【FREE】ハーク『母の聖戦』都内高校で監督参加の特別授業
2022年12月08日
ハーク配給のベルギー=ルーマニア=メキシコ合作映画『母の聖戦』(1月20日公開)では6日、杉並区の都立西高等学校で特別授業ディスカッションを実施。同作は、知られざるメキシコの誘拐ビジネスの闇に迫り、我が子の奪還を誓った母親の想像を絶する愛と執念の物語。オンラインで監督のテオドラ・アナ・ミハイが参加した。

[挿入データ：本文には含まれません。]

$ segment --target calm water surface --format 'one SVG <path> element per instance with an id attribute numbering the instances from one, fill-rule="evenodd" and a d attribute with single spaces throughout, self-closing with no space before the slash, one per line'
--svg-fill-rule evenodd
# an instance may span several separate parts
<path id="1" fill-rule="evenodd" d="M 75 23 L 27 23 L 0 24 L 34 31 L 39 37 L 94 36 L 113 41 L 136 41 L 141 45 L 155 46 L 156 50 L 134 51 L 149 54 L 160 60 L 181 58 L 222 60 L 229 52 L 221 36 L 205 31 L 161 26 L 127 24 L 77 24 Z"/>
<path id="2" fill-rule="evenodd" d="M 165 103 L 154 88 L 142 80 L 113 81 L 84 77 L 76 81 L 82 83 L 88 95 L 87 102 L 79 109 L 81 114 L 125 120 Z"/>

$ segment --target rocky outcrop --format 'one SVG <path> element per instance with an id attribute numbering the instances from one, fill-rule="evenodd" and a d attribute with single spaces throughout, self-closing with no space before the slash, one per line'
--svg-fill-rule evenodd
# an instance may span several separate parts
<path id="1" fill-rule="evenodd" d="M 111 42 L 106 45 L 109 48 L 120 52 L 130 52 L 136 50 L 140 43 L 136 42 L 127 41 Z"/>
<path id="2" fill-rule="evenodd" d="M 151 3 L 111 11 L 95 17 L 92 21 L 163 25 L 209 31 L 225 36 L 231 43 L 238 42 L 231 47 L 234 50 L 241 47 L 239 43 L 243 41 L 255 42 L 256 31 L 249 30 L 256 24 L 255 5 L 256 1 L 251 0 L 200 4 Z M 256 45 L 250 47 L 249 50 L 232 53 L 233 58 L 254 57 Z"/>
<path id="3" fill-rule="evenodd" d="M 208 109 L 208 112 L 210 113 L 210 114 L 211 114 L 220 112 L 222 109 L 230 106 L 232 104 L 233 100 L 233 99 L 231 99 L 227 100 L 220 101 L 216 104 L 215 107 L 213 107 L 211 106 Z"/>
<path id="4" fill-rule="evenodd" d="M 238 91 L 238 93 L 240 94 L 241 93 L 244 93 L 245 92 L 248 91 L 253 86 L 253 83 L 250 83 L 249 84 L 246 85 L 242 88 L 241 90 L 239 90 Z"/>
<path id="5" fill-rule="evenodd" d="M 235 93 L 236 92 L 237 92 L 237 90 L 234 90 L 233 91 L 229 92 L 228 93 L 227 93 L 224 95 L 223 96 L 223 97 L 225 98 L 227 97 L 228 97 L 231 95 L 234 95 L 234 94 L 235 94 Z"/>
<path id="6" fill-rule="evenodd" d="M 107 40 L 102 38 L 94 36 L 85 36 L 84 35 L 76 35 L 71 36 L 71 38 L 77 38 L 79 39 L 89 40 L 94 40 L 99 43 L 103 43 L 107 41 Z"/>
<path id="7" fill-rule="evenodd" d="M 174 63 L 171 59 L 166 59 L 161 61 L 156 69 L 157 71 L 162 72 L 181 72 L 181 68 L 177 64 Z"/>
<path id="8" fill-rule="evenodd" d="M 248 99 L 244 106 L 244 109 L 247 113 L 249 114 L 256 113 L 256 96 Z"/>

この授業は、12月4~10日の人権週間にちなみ、同作を観て“人間の尊厳”とはどういうことなのかを話し合う場として実現。およそ20人の生徒と、20人の保護者が来場。ひとりの男子生徒が「普段自分が暮らしている日本とメキシコには大きな違いがあり、ショッキングだった」と率直な感想を述べ、「どうしてメキシコの環境を題材に描いたか」と尋ねると、監督は10代の頃にアメリカに留学してメキシコ人の友人を得たことや、実際にメキシコに行き治安の悪さを目の当たりにした自身の経験に端を発していることを説明。また、映画制作に向けてリサーチするなかで娘を誘拐された女性に出会った経験にも触れ、「その女性は取材で『毎朝、目覚めたときに人を殺すか、自殺をするか考えてしまう』と印象的な言葉を残した。ごく普通のお母さんがいったいどうしてそう考えてしまうまでに至ったのかと衝撃を受け、母親の視点で描こうと決めた」と語った。続けて、モデルとなった女性を危険にさらさないために当初ドキュメンタリーの手法をとろうとしていたところ、途中で劇映画に変更したことや、残念ながら彼女が自宅前でカルテルの銃撃によって死亡したことも話すと、生徒たちはあまりに厳しい現実に言葉を失った。生徒たちからは「そういう状況なのは、国の経済力の弱さがあるのかな」「その現状を変えるためには革命しかないのか」「高校生がアクションを起こすために必要なものはあるか」と次々と質問を投げかけ、彼らの真摯な反応に監督も興味を寄せながら、丁寧に答えていった。なかで監督は、「この映画のように石を投げ続けること、議論を続けることが大事じゃないかと思っている。それによって、政治家たちの優先事項が変わって、こうした問題に真剣に取り組むようになっていくのではないかと期待している」とコメントした。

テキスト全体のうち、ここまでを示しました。